Referring to the two bottle with 5879 input sage:
[quote author="PRR"]> I always wanted to build a pentode pre too
Just FYI: NYDave's plan has you buy a Pentode and then convert it to a Triode. A waste of two grids!
However, triode is better here: Pentodes have noise issues, and we don't want the tremendous gain that a pentode is capable of. He picked that particular 5879 tube because it was manufactured for audio applications, including low-noise when triode strapped. There are a half-ton of other triodes you could use instead, but you may have to buy several extras and select for low noise. With 5879, you are unlikely to run into a hisser, and it isn't expensive. (It has also been featured in some notoriously famous audio gear, but so what?)[/quote]
I'm not seeing this mentioned anywhere else here; sorry if it is and I missed it: The antique literature almost always refers to triode connected pentodes as having noise advantages over regular triodes.

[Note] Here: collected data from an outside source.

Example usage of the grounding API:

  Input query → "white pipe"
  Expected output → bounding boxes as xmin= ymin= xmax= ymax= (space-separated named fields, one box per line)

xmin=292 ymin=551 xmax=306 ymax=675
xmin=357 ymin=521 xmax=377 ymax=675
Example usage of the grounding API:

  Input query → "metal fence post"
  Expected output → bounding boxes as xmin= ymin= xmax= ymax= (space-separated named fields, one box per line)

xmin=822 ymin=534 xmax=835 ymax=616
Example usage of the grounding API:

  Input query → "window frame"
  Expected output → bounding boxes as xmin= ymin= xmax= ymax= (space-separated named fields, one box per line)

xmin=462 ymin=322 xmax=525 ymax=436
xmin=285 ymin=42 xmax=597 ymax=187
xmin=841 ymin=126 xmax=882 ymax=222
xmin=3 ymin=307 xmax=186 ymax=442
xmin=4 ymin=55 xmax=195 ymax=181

There must be something to it, given the predominance of triode connected pentodes in pro gear before 1955 or so. Still seen in the Langevin, Gates and Collins preamps up until the 1960's.
I'd guess that as more and more loop feedback got used, the desire/need to stick with triode connected pentodes for noise purposes lessened. I'd also bet that the move towards a pentode front end followed by a triode connected pentode output stage had a lot to do with gain compensation for the increasing use of loop feedback, and the desire to still hit that magic 40 db mark with two stages.